Although several illustrative embodiments of the present invention have been described herein, the present invention is not limited to the various preferred embodiments described herein, but includes all equivalent elements, modifications, deletions, combinations (e.g., combinations of features relating to various embodiments), improvements, and/or alterations as would be understood by those skilled in the art based on this disclosure. The limitations of the claims are to be interpreted broadly based on the language employed in the claims, and not limited to examples described in the present specification or procedures of the application, but rather, should be interpreted to mean that such examples are nonexclusive.

Industrial applicability

The overflow device for a water tank of the present invention can be applied to a water tank facility for supplying water in a water tank such as a water tank for aquarium fish to a filter device or the like.

Claims (3)

1. An overflow device for a water tank, which supplies water in the water tank to an external device outside the water tank and supplies water in the external device to the water tank,

the overflow device for the water tank comprises:

an inverted U-shaped siphon tube, an inflow side end part of which is arranged in the water tank, an outflow side end part of which is arranged outside the water tank, and which guides water in the water tank to the outside of the water tank according to a water level difference between the inside and the outside of the water tank and supplies the water to an external device;

an inverted U-shaped discharge pipe having an inflow side end disposed outside the water tank and an outflow side end disposed inside the water tank;

a water supply mechanism for supplying water from an external device, and allowing the water to flow into the discharge pipe from an inflow side end of the discharge pipe and to be discharged from an outflow side end of the discharge pipe;

a connecting pipe, one end of which is connected with the upper part of the siphon pipe and the other end is connected with the upper part of the discharge pipe,

the overflow device for a water tank is configured to suck water into the siphon pipe through the connecting pipe by a suction force generated by the flow of water when the water is supplied to the discharge pipe by the driving of the water supply mechanism,

the circumference of the connecting part of the connecting pipeline at the siphon pipe is composed of a Venturi tube,

the venturi tube has a suction hole connected to the connection pipe,

a water flow path around the pipe connecting hole in the water flow path in the venturi tube is formed narrower than a water flow path on an upstream side of the pipe connecting hole,

an inner circumferential groove which is continuous in the circumferential direction is provided on the inner circumferential surface of the venturi tube,

the inner circumferential groove communicates with the suction hole and is formed to be open to a downstream side.

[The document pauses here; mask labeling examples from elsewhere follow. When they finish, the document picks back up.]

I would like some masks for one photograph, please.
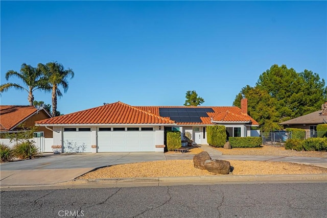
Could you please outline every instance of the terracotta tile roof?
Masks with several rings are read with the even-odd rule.
[[[318,110],[281,123],[279,124],[282,125],[287,125],[288,124],[322,124],[324,123],[324,119],[325,121],[327,121],[327,115],[321,115],[321,110]]]
[[[159,108],[212,108],[214,112],[207,112],[208,117],[200,117],[202,123],[179,123],[177,125],[210,125],[213,124],[211,122],[211,117],[215,121],[222,121],[224,122],[247,122],[251,121],[253,125],[259,125],[259,123],[254,120],[248,114],[241,112],[241,109],[238,107],[210,107],[210,106],[134,106],[135,108],[159,115]]]
[[[169,118],[120,102],[40,120],[37,124],[174,124]]]
[[[36,112],[34,106],[1,105],[0,130],[12,130]]]

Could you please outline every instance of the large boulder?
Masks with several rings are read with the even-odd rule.
[[[230,142],[229,142],[229,141],[226,141],[225,144],[224,144],[224,148],[225,149],[231,149]]]
[[[206,160],[204,166],[207,171],[218,174],[228,174],[230,172],[230,163],[226,160]]]
[[[206,160],[211,160],[211,157],[207,152],[202,152],[193,157],[193,164],[195,168],[205,169],[204,162]]]

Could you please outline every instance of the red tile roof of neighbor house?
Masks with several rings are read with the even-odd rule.
[[[37,110],[34,106],[1,105],[0,130],[11,130]]]
[[[176,123],[169,117],[159,115],[159,108],[212,108],[214,112],[207,112],[208,117],[201,117],[202,123]],[[226,111],[228,111],[227,114]],[[225,114],[223,116],[222,114]],[[220,119],[216,120],[215,117]],[[221,118],[221,117],[222,118]],[[66,124],[174,124],[210,125],[211,117],[216,121],[258,123],[247,114],[243,114],[237,107],[186,107],[186,106],[132,106],[120,102],[108,104],[62,116],[36,122],[40,125]]]

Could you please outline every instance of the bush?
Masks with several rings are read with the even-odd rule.
[[[296,138],[290,138],[285,142],[285,149],[291,149],[297,151],[303,150],[302,145],[303,141]]]
[[[306,151],[327,151],[327,138],[310,138],[305,140],[302,144]]]
[[[10,161],[13,157],[12,149],[7,145],[0,144],[0,155],[1,162]]]
[[[19,159],[31,159],[37,156],[38,151],[33,143],[26,141],[15,146],[13,153],[15,156]]]
[[[302,140],[306,138],[306,130],[297,128],[286,128],[285,130],[291,133],[291,138]]]
[[[230,137],[231,148],[259,148],[262,143],[260,137]]]
[[[327,124],[318,124],[317,125],[317,136],[319,138],[327,137]]]
[[[208,126],[207,127],[208,143],[215,147],[223,147],[226,143],[227,134],[224,126]]]
[[[180,148],[181,142],[180,132],[167,132],[167,150],[168,151],[175,151],[175,149]]]

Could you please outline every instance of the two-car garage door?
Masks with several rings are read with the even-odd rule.
[[[99,131],[98,152],[154,152],[154,131]]]

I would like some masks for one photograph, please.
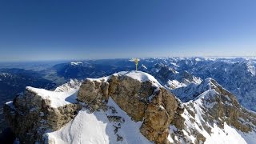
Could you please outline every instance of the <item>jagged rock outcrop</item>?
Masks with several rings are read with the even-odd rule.
[[[126,74],[112,75],[107,82],[87,79],[82,84],[78,98],[90,107],[101,108],[98,106],[110,96],[133,120],[144,120],[140,131],[146,138],[156,143],[168,143],[169,126],[178,100],[157,82],[139,81]]]
[[[255,142],[255,113],[215,80],[178,89],[193,100],[182,103],[146,73],[119,72],[54,91],[28,87],[4,112],[26,143]]]
[[[206,78],[194,90],[199,92],[199,95],[185,103],[184,114],[178,116],[185,122],[172,122],[177,128],[172,134],[174,140],[179,138],[186,142],[204,142],[214,134],[216,129],[225,132],[227,126],[246,134],[255,133],[256,114],[241,106],[235,97],[215,80]],[[191,136],[187,134],[192,135],[195,140],[190,139],[189,137]],[[180,143],[179,141],[174,142]]]

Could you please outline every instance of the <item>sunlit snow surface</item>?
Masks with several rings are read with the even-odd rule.
[[[110,98],[108,106],[115,108],[117,113],[111,110],[95,111],[90,114],[83,108],[79,111],[73,121],[58,131],[46,134],[49,142],[52,143],[151,143],[139,131],[142,122],[135,122],[131,120],[126,112],[115,104]],[[110,122],[107,116],[120,116],[125,122],[117,134],[122,136],[123,140],[117,142],[114,134],[114,122]]]
[[[128,76],[132,78],[137,79],[141,82],[151,81],[153,85],[157,87],[162,86],[159,82],[151,75],[142,72],[142,71],[122,71],[116,73],[114,75],[116,76]],[[90,79],[96,81],[105,80],[107,81],[110,76]],[[49,91],[43,89],[37,89],[33,87],[27,87],[26,89],[34,92],[37,95],[41,96],[42,98],[47,98],[51,101],[51,106],[58,107],[66,104],[76,102],[77,92],[79,89],[81,83],[74,81],[65,84],[57,88],[54,91]],[[206,140],[205,143],[255,143],[256,134],[255,132],[249,134],[244,134],[236,129],[225,124],[224,129],[221,129],[214,125],[211,127],[212,133],[208,134],[204,129],[200,129],[202,123],[207,125],[207,122],[204,121],[202,114],[204,111],[202,107],[210,108],[212,106],[207,105],[207,103],[202,102],[202,99],[206,98],[210,94],[214,93],[214,90],[209,90],[205,91],[197,100],[185,103],[189,107],[189,103],[193,102],[194,106],[195,122],[191,122],[190,118],[191,115],[185,110],[182,116],[186,119],[186,131],[196,129],[202,134],[206,137]],[[212,94],[210,94],[212,95]],[[11,103],[10,103],[11,104]],[[139,131],[139,128],[142,122],[135,122],[131,120],[125,111],[120,109],[120,107],[110,98],[107,106],[110,108],[114,107],[116,110],[113,113],[111,109],[108,109],[106,111],[99,110],[90,113],[86,107],[82,108],[74,118],[74,120],[67,123],[61,130],[46,133],[45,138],[48,139],[50,143],[151,143],[148,141]],[[191,109],[190,110],[194,110]],[[119,116],[124,119],[122,122],[110,122],[107,116]],[[116,126],[120,126],[118,132],[115,134],[114,129]],[[186,143],[184,139],[178,139],[175,137],[172,139],[170,137],[174,131],[177,130],[174,126],[170,126],[170,135],[168,140],[171,142],[174,140],[178,140],[181,143]],[[194,142],[195,138],[189,134],[186,130],[182,130],[184,135],[186,137],[187,142]],[[118,135],[122,137],[122,141],[117,142]]]

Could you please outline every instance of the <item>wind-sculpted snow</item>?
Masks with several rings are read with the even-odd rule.
[[[21,142],[256,142],[256,114],[214,79],[172,90],[186,102],[170,90],[149,74],[122,71],[82,83],[71,80],[54,91],[28,87],[4,111]]]

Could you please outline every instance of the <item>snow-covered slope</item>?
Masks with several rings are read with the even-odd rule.
[[[199,138],[213,144],[256,142],[256,114],[242,107],[216,81],[206,78],[200,85],[188,87],[179,91],[184,90],[182,95],[194,94],[194,99],[184,103],[183,128],[170,126],[174,141],[190,143]]]
[[[134,122],[113,101],[107,110],[90,113],[86,108],[58,131],[47,133],[50,143],[152,143],[139,131],[142,122]]]
[[[32,87],[27,90],[35,96],[29,93],[18,97],[14,104],[7,103],[6,114],[10,123],[15,122],[12,121],[14,118],[22,120],[27,117],[33,126],[40,126],[36,130],[29,129],[34,133],[47,126],[42,136],[46,143],[256,142],[256,114],[241,106],[231,93],[212,78],[176,89],[180,90],[177,90],[178,97],[182,98],[181,94],[193,99],[185,103],[176,99],[152,75],[142,71],[88,78],[82,84],[71,80],[54,91]],[[38,98],[42,102],[38,102]],[[46,100],[50,100],[50,105],[41,106]],[[23,102],[31,103],[24,106]],[[39,103],[35,109],[38,113],[31,109],[35,102]],[[72,109],[77,105],[82,106],[78,113],[74,110],[78,109]],[[70,114],[73,119],[62,122],[63,118],[70,118]],[[52,123],[55,121],[62,127],[54,128]],[[14,126],[19,125],[14,123]],[[22,126],[30,125],[29,122]],[[15,134],[24,138],[22,132]],[[24,133],[26,135],[26,131]],[[40,139],[41,134],[34,138]]]
[[[37,94],[43,99],[50,100],[50,106],[54,108],[58,108],[77,102],[76,97],[81,82],[71,79],[70,82],[57,87],[54,91],[31,86],[27,86],[26,89]]]

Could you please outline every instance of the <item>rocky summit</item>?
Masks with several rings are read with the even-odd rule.
[[[122,71],[53,91],[26,87],[4,114],[22,143],[256,142],[255,113],[215,80],[198,82],[177,90],[193,99],[182,102],[153,76]]]

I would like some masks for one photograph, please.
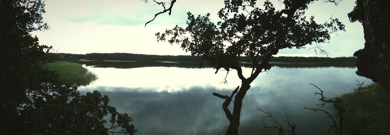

2. The overflow device for a sink according to claim 1,

a backflow preventing hole is arranged at the upper part of the discharge pipe,

when the water supply from the external device by the water supply mechanism is stopped, air is introduced into the discharge pipe from the backflow preventing hole, thereby preventing backflow.

3. The overflow device for a sink according to claim 2,

when the driving of the water supply mechanism is stopped, the air introduced into the discharge pipe from the backflow prevention hole is introduced into the siphon pipe through the connection pipe.